Le Pogge est un caractère typographique qui puise ses spécificités dans les tracés calligraphiques de la minuscule carolingienne du IXe siècle, à la manière des humanistes au XVe siècle ; notamment sous l’influence de Poggio Bracciolini.
De Alcuin,
Bien que les sources du Moyen Âge nous révèlent des graphies très nombreuses, variant avec les époques et les lieux, on peut cependant admettre qu’une écriture l’a emporté durant près de quatre siècles au point d’éclipser les autres : celle que l’on a appelée « caroline », du nom de Charle(magne) sous le règne duquel elle a été mise au point. La minuscule caroline, somme des écritures livresques les plus lisibles à l’époque, a été imposée par Charlemagne en 789 dans toutes les écoles, scriptorii et monastères de l’Empire (qui comprenait toute l’Europe occidentale) parallèlement à la réforme des études et de la liturgie.
Sous l’impulsion d’Alcuin (730 — 804), savant et artisan important de la renaissance carolingienne, elle a été créée d’un choix délibéré pour faire de cette écriture empreinte de force et de clarté, de simplicité et d’une excellente lisibilité, un instrument d’unification de la pensée de l’Occident chrétien. La caroline est une lettre décisive pour l’évolution de l’écriture. C’est elle que reproduit aujourd’hui le bas de casse, par l’intermédiaire de l’écriture humanistique du XVe siècle.
à Poggio Bracciolini.
Dès le XVe siècle, l’Europe connaît une profonde mutation politique, économique et culturelle. Caractérisée par une rupture progressive avec la société féodale et un regain d’intérêt pour l’Antiquité : la Renaissance. Un mouvement philosophique et artistique donc, qui entend s’éloigner de la « barbarie » et de la pensée scolastique du Moyen Âge pour ressusciter le faste de la culture classique.
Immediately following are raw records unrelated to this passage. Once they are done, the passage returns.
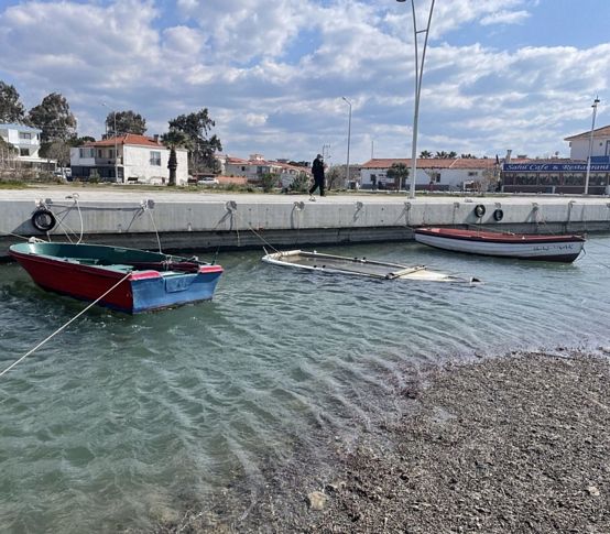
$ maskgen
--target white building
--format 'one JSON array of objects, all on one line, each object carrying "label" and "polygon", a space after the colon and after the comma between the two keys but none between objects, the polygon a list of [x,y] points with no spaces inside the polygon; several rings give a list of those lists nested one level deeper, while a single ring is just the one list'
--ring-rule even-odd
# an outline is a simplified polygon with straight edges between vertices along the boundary
[{"label": "white building", "polygon": [[[411,184],[411,159],[374,159],[360,167],[360,187],[362,189],[397,189],[396,179],[388,176],[388,171],[394,164],[406,165],[410,176],[402,188],[409,189]],[[415,175],[416,189],[462,190],[473,182],[489,181],[493,173],[499,172],[495,160],[492,159],[417,159]]]},{"label": "white building", "polygon": [[[587,161],[589,157],[589,142],[591,139],[591,131],[578,133],[564,139],[569,143],[569,157],[570,160]],[[591,144],[591,161],[593,157],[609,157],[610,156],[610,126],[598,128],[593,130],[593,142]],[[600,160],[598,160],[600,161]]]},{"label": "white building", "polygon": [[[23,124],[0,124],[0,138],[14,146],[14,153],[10,160],[25,167],[55,168],[54,160],[45,160],[39,156],[41,148],[42,130]],[[0,154],[2,160],[8,160],[9,154]]]},{"label": "white building", "polygon": [[[117,154],[118,153],[118,154]],[[188,152],[176,149],[176,185],[188,182]],[[170,149],[159,138],[127,133],[70,149],[73,179],[167,184]],[[115,173],[118,171],[118,179]]]}]

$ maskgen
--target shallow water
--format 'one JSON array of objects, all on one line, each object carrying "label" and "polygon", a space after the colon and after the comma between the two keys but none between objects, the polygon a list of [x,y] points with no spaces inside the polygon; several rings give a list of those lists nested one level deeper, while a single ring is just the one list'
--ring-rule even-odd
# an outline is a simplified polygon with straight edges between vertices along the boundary
[{"label": "shallow water", "polygon": [[[349,433],[405,362],[610,345],[610,238],[574,264],[450,254],[415,243],[324,252],[425,263],[477,286],[374,281],[221,253],[211,303],[102,308],[0,378],[0,524],[9,532],[146,528],[236,473],[260,480],[314,431]],[[200,254],[205,257],[205,254]],[[81,303],[0,265],[0,367]]]}]

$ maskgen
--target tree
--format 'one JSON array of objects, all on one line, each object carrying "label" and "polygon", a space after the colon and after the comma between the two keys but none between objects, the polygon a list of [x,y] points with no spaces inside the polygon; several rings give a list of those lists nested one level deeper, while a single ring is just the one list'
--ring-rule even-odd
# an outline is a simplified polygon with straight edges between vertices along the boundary
[{"label": "tree", "polygon": [[28,113],[28,123],[42,130],[40,154],[47,156],[53,141],[67,142],[76,137],[76,118],[69,110],[65,97],[52,92]]},{"label": "tree", "polygon": [[440,160],[455,160],[457,157],[457,152],[445,152],[445,151],[442,151],[442,152],[437,152],[436,153],[436,157],[440,159]]},{"label": "tree", "polygon": [[330,167],[326,173],[326,187],[328,190],[337,187],[342,179],[345,178],[346,173],[341,172],[341,168],[338,165]]},{"label": "tree", "polygon": [[170,181],[167,185],[176,185],[176,170],[178,168],[178,159],[176,149],[190,150],[190,138],[181,130],[171,129],[161,137],[161,142],[170,149],[170,160],[167,168],[170,170]]},{"label": "tree", "polygon": [[0,81],[0,122],[23,122],[25,110],[12,85]]},{"label": "tree", "polygon": [[192,173],[218,172],[218,162],[214,155],[222,151],[222,144],[216,134],[209,139],[207,137],[215,126],[216,122],[209,118],[207,108],[195,113],[181,115],[170,121],[170,130],[184,132],[190,140],[188,168]]},{"label": "tree", "polygon": [[390,179],[393,179],[396,189],[400,189],[406,183],[406,178],[409,178],[409,167],[404,163],[392,163],[385,175]]},{"label": "tree", "polygon": [[[115,131],[115,116],[117,119],[117,131]],[[111,111],[106,117],[106,131],[110,138],[124,135],[126,133],[143,135],[146,132],[146,119],[131,110]]]},{"label": "tree", "polygon": [[261,176],[261,186],[264,193],[270,193],[273,187],[277,187],[280,176],[274,173],[265,173]]},{"label": "tree", "polygon": [[295,193],[307,193],[309,188],[309,175],[305,172],[301,172],[291,182],[288,188]]}]

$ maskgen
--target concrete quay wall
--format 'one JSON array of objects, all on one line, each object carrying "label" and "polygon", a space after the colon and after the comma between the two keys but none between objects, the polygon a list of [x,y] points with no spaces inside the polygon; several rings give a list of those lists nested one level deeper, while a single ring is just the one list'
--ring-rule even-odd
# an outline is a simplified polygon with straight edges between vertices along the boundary
[{"label": "concrete quay wall", "polygon": [[[477,217],[475,207],[484,206]],[[0,258],[20,237],[46,239],[32,216],[48,209],[54,241],[163,250],[295,248],[315,244],[399,241],[420,226],[475,226],[527,232],[610,231],[604,197],[436,197],[344,194],[308,200],[306,195],[230,193],[6,190],[0,194]],[[502,210],[502,219],[494,212]]]}]

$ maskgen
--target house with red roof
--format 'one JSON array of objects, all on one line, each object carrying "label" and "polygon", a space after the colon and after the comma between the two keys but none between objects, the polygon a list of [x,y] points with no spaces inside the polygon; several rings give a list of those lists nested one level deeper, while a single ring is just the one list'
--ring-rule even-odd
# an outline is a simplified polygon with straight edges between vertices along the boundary
[{"label": "house with red roof", "polygon": [[[396,178],[388,176],[388,171],[394,164],[406,165],[410,172],[407,184],[401,188],[409,188],[411,183],[411,159],[381,159],[369,160],[360,167],[360,187],[362,189],[399,188]],[[475,182],[489,182],[499,174],[497,161],[488,157],[418,157],[415,174],[416,189],[433,190],[464,190]]]},{"label": "house with red roof", "polygon": [[[188,152],[176,149],[176,185],[188,182]],[[73,179],[135,184],[167,184],[170,149],[159,141],[126,133],[70,149]]]},{"label": "house with red roof", "polygon": [[243,176],[252,184],[260,183],[265,174],[279,176],[282,187],[287,187],[299,173],[311,175],[309,167],[291,165],[284,161],[268,161],[261,154],[251,154],[248,160],[226,156],[224,173],[227,176]]}]

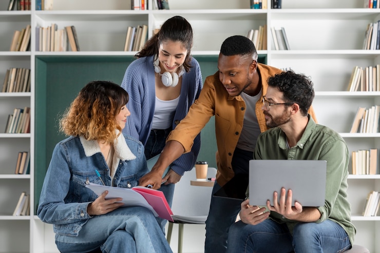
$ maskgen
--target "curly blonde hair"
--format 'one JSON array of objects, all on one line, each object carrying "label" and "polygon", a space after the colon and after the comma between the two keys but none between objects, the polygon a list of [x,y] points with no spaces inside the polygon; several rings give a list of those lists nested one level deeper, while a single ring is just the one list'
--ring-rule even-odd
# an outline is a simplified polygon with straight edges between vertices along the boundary
[{"label": "curly blonde hair", "polygon": [[128,93],[116,84],[90,82],[66,109],[60,121],[60,129],[68,135],[82,135],[88,141],[112,142],[122,131],[115,116],[128,100]]}]

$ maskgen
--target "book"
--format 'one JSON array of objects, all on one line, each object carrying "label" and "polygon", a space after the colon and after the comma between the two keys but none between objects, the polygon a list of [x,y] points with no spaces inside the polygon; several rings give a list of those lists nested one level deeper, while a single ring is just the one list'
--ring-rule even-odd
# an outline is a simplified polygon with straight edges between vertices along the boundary
[{"label": "book", "polygon": [[16,0],[9,0],[9,3],[8,5],[8,10],[11,11],[13,10],[14,6],[16,5]]},{"label": "book", "polygon": [[289,45],[289,42],[288,41],[288,37],[287,37],[287,33],[285,32],[285,28],[283,27],[281,28],[281,31],[282,32],[282,37],[285,42],[286,49],[287,50],[290,50],[290,46]]},{"label": "book", "polygon": [[74,38],[74,34],[72,32],[72,29],[71,28],[71,26],[65,27],[65,29],[67,33],[67,38],[69,40],[71,51],[77,51],[78,50],[77,49],[77,45],[75,43],[75,39]]},{"label": "book", "polygon": [[29,152],[22,152],[21,162],[20,162],[18,174],[25,174],[25,164],[28,162],[29,157]]},{"label": "book", "polygon": [[25,194],[25,202],[23,206],[23,208],[21,209],[21,212],[20,215],[25,216],[29,215],[30,208],[30,195],[29,194]]},{"label": "book", "polygon": [[128,26],[127,29],[127,34],[125,36],[125,43],[124,43],[124,51],[128,51],[128,46],[130,41],[130,36],[132,34],[132,27]]},{"label": "book", "polygon": [[18,198],[18,201],[17,202],[17,205],[16,205],[16,207],[14,208],[14,211],[13,211],[13,216],[18,216],[21,213],[24,204],[25,203],[25,200],[26,200],[26,192],[25,191],[21,192],[21,194]]},{"label": "book", "polygon": [[16,30],[13,32],[13,36],[12,37],[12,41],[11,42],[11,46],[9,49],[9,51],[16,51],[17,48],[17,43],[18,41],[18,38],[20,36],[21,33],[21,31]]},{"label": "book", "polygon": [[21,43],[20,51],[25,52],[27,51],[29,45],[30,43],[30,25],[26,26],[25,32],[23,37],[23,41]]},{"label": "book", "polygon": [[91,189],[98,196],[105,190],[108,191],[107,199],[122,198],[124,206],[142,206],[150,210],[154,215],[168,221],[174,221],[173,215],[170,206],[161,191],[142,186],[135,186],[125,188],[106,186],[92,183],[86,184],[86,187]]},{"label": "book", "polygon": [[277,38],[276,31],[275,30],[274,27],[271,27],[271,31],[272,32],[272,38],[273,39],[273,43],[274,43],[274,48],[275,50],[279,50],[278,41]]},{"label": "book", "polygon": [[144,45],[145,44],[146,39],[148,36],[148,26],[146,25],[143,25],[142,28],[141,30],[141,35],[140,40],[140,45],[138,47],[137,51],[140,51],[144,47]]},{"label": "book", "polygon": [[162,5],[162,9],[163,10],[169,10],[169,2],[168,0],[161,0],[161,4]]},{"label": "book", "polygon": [[359,127],[359,124],[360,123],[360,120],[363,118],[363,115],[365,110],[365,107],[359,107],[357,108],[356,114],[355,115],[354,121],[352,123],[352,126],[351,126],[351,130],[350,130],[350,133],[357,132]]},{"label": "book", "polygon": [[71,26],[71,30],[72,31],[72,34],[74,35],[74,41],[75,42],[75,45],[77,47],[77,51],[80,51],[79,49],[79,41],[78,41],[78,35],[77,33],[77,29],[74,26]]},{"label": "book", "polygon": [[375,175],[377,170],[377,149],[371,148],[369,150],[369,174]]},{"label": "book", "polygon": [[23,158],[23,152],[19,152],[18,155],[17,157],[17,161],[16,161],[16,168],[14,169],[14,173],[18,174],[18,171],[20,169],[20,164],[21,163],[21,159]]},{"label": "book", "polygon": [[3,84],[3,89],[2,90],[2,92],[6,92],[7,91],[7,86],[8,86],[8,81],[9,79],[9,69],[7,69],[5,73],[5,76],[4,77],[4,82]]}]

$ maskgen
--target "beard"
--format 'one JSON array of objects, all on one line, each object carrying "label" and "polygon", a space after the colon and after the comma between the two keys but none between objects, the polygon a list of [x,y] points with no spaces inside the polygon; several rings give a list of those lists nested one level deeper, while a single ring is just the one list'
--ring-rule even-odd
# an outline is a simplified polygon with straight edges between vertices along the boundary
[{"label": "beard", "polygon": [[286,124],[291,121],[290,112],[287,110],[287,107],[285,106],[283,113],[279,116],[273,116],[267,111],[264,112],[264,114],[270,117],[269,120],[267,120],[265,123],[267,126],[269,128],[278,127],[284,124]]}]

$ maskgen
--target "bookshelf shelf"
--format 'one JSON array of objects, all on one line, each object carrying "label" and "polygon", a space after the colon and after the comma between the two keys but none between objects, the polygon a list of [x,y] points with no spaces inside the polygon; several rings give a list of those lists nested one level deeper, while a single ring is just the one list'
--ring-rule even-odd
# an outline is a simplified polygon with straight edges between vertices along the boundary
[{"label": "bookshelf shelf", "polygon": [[[380,20],[380,9],[363,8],[362,1],[357,0],[287,0],[281,9],[271,9],[268,0],[268,9],[259,10],[250,9],[248,0],[169,0],[170,10],[156,10],[154,1],[148,1],[148,10],[141,11],[131,10],[130,1],[120,0],[54,0],[52,11],[35,10],[35,0],[31,11],[6,11],[9,2],[0,3],[0,83],[6,69],[12,67],[31,69],[32,77],[31,92],[0,93],[0,131],[15,107],[30,106],[32,115],[31,133],[0,133],[0,196],[3,196],[0,197],[0,233],[29,242],[20,245],[16,241],[10,243],[0,237],[0,244],[5,245],[0,253],[58,252],[51,226],[35,216],[51,151],[64,138],[57,133],[57,115],[68,106],[79,86],[89,81],[121,82],[136,53],[123,51],[128,26],[147,25],[150,37],[167,18],[184,16],[193,28],[192,54],[200,63],[204,80],[217,70],[220,45],[225,38],[246,35],[249,30],[267,25],[268,50],[258,52],[261,62],[290,67],[311,76],[318,122],[340,133],[350,152],[380,147],[380,133],[349,132],[357,107],[380,104],[380,91],[346,91],[355,66],[380,64],[380,50],[362,49],[367,25]],[[36,51],[35,28],[52,23],[59,29],[74,26],[81,51]],[[10,52],[14,30],[28,24],[32,27],[31,51]],[[284,28],[291,50],[274,50],[271,27]],[[24,149],[31,153],[30,174],[12,174],[14,154]],[[360,213],[368,193],[380,191],[380,175],[350,175],[348,183],[352,213]],[[4,203],[9,198],[16,202],[22,190],[32,197],[31,215],[2,215],[12,212],[13,203]],[[380,218],[355,215],[352,220],[358,228],[355,243],[380,253],[380,242],[376,239],[380,236]],[[3,228],[9,227],[12,228]]]}]

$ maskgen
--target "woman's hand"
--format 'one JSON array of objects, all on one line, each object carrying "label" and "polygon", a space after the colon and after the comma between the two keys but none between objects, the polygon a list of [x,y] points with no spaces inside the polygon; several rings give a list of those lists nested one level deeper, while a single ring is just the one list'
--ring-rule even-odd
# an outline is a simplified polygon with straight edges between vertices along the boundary
[{"label": "woman's hand", "polygon": [[88,215],[92,216],[104,215],[118,209],[124,205],[122,203],[117,203],[123,200],[121,198],[106,200],[106,196],[107,194],[108,194],[108,191],[105,191],[93,202],[90,203],[87,206],[87,213],[88,213]]}]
Si l’on considère les débuts de l’humanisme à Florence vers la fin du XIVe siècle et dans la première décennie du XVe siècle, on constate qu’il s’agit surtout d’un mouvement littéraire inspiré par Pétrarque et ses disciples, Coluccio Salutati, Niccolo Niccoli, et Poggio Bracciolini. Ces érudits sont alors engagés dans une quête qui s’apparente moins à une entreprise de création qu’à une redécouverte, celle de l’héritage littéraire de l’ancienne Rome, héritage perdu ou mésestimé. C’est ainsi qu’ils découvrent plusieurs spécimens transcrits dans la belle écriture minuscule du IXe siècle. N’ayant eu connaissance d’aucun style d’écriture latine antérieur, ils en concluent, peut-être un peu hâtivement, qu’ils ont découvert l’écriture classique des Romains. Avec une grande évidence, ils adoptent cette minuscule caroline pour calligraphier leurs manuscrits. Celle-ci se voit notamment magnifiée et stabilisée à travers la main de Paggio Bracciolini (1380 — 1459), célèbre érudit humaniste florentin.
Dans la structure morphologique des écritures humanistiques, les capitales, statiques, monumentales et cérémoniales répondent parfaitement à la solennité de leur fonction de titrage. Au contraire, les bas de casse minuscules, dont la fonction est de composer le discursif, sont dynamiques, nées de l’animation des modèles de capitales lapidaires à travers les âges, par le gestuel rapide de la main du scripteur. Ils sont faits d’une succession de courbes quasi sensuelles, où les lettres à axe oblique, ne trouvent leur équilibre que dans le mouvement dextrogyre du ductus préservant le gestuel des attaques et finales, liant les unes aux autres en les déroulant dans le mot et dans la ligne. Les ascendantes et descendantes relativement longues, assurent la silhouette marquée de chaque mot-idéogramme, garantissant une parfaite identification.
Spécimen
Les formes rondes et aimables de ces écritures traduisent assez bien l’esprit de tolérance de l’humanisme de la Renaissance italienne, né dans cet environnement méditerranéen accueillant. L’imprimerie naissante crée alors une série de caractères romains imitant l’écriture humanistique utilisée dans nombre de manuscrits de l’époque et renforce son aspect droit et régulier. Le « Pogge » est un caractère contemporain qui puise ses spécificités dans ces tracés calligraphiques, et souhaite s'inscrire dans cette même recherche d'un idéal mythique en harmonie avec l'homme.